Notice that this ‘uniformity’ is different from just convexity vs. non-convexity!

d = subset(dsub, dsub$variable =="Speaker.Convex.Cat")

pd <- position_dodge(.01)
sp = ggplot(d, aes(x=Impairment, y=1-value )) + 
     geom_point(position = pd)

sp + facet_grid(Number.of.states ~ Tolerance, scales="free")

plot of chunk unnamed-chunk-9

There are strategies whose speaker strategies are all convex (e.g. for ns = 6, tolerance = 0.3 and impairment = 0.05), but whose other properties differ. Here are two strategies from that class of independent variable values that differ maximally in terms of expected utility.

d = subset(data, Number.of.states == 6 & Tolerance == 0.3 &
             Impairment == 0.05 & Speaker.Convex.Cat == 1)

show(plot.language.MinMaxProperty(d, which(names(d) == "Expected.utility")))
## [1] "Expected.utility"
##    Min. 1st Qu.  Median    Mean 3rd Qu.    Max. 
##   0.896   0.896   1.000   0.971   1.000   1.000

plot of chunk unnamed-chunk-10

In contrast, if we look at a “uniform” class of independent parameter values, such as with ns = 50, tolerance = 0.1, impairment = 0.1, then the strategies whose EU are minimal and or maximal in that class don’t differ optically at all (modulo arbitrariness of message use).

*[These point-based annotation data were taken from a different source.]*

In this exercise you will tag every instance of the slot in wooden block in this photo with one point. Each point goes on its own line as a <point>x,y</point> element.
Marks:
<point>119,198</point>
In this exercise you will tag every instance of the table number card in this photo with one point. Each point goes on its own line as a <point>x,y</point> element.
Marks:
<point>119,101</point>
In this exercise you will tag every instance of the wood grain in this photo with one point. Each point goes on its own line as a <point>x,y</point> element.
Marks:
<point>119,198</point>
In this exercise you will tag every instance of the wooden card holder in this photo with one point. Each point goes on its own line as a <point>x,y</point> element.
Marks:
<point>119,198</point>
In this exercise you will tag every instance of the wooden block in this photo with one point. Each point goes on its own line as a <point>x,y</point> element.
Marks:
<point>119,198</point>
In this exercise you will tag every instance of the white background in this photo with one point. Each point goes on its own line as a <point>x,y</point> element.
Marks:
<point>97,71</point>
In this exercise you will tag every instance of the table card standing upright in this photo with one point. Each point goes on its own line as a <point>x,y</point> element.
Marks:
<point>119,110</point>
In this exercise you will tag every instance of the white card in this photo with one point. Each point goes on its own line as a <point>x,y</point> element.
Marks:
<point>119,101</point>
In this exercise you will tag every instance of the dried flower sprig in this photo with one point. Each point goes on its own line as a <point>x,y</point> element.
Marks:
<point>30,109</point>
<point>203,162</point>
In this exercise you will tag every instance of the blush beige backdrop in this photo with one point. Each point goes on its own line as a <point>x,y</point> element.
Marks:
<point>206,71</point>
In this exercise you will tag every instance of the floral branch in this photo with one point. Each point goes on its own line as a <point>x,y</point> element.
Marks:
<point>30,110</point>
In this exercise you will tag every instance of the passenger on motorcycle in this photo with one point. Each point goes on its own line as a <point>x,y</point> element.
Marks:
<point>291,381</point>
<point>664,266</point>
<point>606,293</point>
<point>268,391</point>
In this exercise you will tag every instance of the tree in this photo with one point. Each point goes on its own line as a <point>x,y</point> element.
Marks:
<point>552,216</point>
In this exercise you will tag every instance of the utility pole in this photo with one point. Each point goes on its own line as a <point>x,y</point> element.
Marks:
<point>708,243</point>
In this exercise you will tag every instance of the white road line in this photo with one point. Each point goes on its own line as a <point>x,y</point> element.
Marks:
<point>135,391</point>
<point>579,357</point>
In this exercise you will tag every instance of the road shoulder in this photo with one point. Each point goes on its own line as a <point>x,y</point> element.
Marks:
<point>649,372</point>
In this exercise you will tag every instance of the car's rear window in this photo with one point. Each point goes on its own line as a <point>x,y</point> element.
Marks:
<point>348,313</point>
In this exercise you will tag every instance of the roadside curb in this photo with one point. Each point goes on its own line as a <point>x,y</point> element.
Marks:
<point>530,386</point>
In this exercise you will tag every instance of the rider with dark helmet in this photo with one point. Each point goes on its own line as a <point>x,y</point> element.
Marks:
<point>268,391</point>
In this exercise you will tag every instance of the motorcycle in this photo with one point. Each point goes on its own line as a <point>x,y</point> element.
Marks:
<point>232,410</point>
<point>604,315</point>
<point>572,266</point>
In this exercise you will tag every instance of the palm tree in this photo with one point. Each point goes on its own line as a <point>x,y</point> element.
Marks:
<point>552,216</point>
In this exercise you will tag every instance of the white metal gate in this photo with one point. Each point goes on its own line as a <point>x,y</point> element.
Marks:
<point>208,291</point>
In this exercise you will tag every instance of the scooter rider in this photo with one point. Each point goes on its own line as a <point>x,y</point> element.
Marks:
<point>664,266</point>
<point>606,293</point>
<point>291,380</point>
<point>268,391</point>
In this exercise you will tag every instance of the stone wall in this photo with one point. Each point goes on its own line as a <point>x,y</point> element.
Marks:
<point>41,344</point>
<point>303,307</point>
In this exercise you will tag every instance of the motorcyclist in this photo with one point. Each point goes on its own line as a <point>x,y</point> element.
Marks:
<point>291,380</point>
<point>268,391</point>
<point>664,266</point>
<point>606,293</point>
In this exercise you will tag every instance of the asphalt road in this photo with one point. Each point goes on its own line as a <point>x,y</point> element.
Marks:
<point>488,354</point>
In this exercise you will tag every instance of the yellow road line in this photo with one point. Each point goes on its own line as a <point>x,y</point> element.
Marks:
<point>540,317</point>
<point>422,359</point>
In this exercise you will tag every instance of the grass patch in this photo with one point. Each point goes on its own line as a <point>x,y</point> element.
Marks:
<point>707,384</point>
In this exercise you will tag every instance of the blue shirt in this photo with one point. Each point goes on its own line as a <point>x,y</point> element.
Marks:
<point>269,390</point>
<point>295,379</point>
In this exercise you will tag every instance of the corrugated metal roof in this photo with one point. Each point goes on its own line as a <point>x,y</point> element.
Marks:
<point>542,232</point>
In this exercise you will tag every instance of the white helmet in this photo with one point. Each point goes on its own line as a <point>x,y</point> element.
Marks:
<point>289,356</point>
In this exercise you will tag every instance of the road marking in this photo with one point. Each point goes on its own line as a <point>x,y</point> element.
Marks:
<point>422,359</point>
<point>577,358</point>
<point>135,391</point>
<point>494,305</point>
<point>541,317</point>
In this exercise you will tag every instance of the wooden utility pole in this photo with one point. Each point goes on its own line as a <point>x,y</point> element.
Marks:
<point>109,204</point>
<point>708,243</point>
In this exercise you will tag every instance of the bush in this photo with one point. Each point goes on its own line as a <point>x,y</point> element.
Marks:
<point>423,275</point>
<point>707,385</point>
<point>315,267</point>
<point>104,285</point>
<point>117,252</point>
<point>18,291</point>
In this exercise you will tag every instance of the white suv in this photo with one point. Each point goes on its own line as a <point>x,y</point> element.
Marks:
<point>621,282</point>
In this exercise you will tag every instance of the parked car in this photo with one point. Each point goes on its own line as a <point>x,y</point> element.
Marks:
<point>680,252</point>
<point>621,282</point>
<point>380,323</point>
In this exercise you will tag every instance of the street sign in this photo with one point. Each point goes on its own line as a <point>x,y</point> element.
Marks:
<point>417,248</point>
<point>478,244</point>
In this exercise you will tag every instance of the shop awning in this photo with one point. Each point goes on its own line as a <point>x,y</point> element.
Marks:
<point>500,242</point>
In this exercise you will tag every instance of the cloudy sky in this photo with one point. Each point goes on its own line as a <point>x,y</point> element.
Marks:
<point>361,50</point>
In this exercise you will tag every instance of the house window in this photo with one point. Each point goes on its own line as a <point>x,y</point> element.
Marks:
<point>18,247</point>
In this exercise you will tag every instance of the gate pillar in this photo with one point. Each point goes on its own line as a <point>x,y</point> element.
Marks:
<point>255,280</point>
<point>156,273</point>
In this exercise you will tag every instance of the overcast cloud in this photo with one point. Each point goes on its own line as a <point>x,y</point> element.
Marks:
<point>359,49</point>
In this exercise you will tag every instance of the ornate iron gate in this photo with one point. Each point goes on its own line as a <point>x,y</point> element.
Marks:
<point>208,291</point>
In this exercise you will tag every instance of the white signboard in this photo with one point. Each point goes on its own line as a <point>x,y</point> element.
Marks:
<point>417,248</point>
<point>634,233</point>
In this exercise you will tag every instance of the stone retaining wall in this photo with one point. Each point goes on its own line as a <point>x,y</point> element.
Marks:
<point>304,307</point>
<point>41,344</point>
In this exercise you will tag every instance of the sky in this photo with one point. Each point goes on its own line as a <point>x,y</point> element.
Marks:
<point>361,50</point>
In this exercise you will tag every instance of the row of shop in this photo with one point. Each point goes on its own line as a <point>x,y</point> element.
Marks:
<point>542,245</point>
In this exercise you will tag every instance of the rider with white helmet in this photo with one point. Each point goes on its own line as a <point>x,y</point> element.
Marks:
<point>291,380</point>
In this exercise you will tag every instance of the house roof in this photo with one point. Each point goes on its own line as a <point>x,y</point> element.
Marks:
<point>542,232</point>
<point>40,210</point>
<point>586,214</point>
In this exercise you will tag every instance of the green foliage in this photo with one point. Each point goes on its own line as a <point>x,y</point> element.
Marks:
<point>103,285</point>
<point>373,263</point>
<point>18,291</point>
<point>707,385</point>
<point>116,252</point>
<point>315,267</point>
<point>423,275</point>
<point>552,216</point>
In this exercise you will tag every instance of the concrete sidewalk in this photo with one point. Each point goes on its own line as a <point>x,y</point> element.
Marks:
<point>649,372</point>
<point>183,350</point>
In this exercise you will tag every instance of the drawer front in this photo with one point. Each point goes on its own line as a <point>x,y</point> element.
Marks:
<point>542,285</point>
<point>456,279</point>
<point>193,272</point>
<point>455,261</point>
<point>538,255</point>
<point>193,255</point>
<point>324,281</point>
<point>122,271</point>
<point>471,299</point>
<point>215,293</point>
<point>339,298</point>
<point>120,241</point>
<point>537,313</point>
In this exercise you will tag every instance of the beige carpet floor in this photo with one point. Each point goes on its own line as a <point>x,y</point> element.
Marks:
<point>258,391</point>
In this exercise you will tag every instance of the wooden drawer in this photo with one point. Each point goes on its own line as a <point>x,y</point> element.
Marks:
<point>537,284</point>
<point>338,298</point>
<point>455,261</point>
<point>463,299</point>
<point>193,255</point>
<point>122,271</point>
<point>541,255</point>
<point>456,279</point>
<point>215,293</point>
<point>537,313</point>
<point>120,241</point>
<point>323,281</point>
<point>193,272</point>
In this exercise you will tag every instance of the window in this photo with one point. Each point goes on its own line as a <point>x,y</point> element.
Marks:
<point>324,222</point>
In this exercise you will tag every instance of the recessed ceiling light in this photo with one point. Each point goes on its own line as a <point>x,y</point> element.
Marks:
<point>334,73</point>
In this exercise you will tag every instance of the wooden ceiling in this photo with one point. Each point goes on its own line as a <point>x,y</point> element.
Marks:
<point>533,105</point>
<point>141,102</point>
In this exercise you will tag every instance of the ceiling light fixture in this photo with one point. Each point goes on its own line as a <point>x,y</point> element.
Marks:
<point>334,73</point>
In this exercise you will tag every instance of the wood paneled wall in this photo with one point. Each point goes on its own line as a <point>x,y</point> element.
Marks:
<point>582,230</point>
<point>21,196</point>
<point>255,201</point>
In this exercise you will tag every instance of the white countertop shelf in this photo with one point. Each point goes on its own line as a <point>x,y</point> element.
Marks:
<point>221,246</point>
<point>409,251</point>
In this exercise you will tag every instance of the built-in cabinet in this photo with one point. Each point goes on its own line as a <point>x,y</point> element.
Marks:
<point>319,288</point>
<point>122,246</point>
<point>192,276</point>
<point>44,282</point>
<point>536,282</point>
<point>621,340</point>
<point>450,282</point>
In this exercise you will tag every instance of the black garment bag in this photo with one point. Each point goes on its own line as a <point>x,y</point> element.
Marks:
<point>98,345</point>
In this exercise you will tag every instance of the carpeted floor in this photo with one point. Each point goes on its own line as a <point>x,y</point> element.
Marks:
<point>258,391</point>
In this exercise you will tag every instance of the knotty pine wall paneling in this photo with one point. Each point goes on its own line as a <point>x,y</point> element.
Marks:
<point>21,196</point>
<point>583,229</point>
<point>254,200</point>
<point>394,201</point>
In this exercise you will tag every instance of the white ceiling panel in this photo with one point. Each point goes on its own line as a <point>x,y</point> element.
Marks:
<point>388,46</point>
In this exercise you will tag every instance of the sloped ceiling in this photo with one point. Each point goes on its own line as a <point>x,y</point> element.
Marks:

d = subset(data, Number.of.states == 50 & Tolerance == 0.1 &
             Impairment == 0.1)

show(plot.language.MinMaxProperty(d, which(names(d) == "Expected.utility")))
## [1] "Expected.utility"
##    Min. 1st Qu.  Median    Mean 3rd Qu.    Max. 
##   0.903   0.903   0.903   0.903   0.903   0.903

plot of chunk unnamed-chunk-11

What this suggests is that the differences in some of the groups might be due to non-evenly splitting the interval. Impairment leads to even splits and therefore to uniformity of evolutionary outcomes.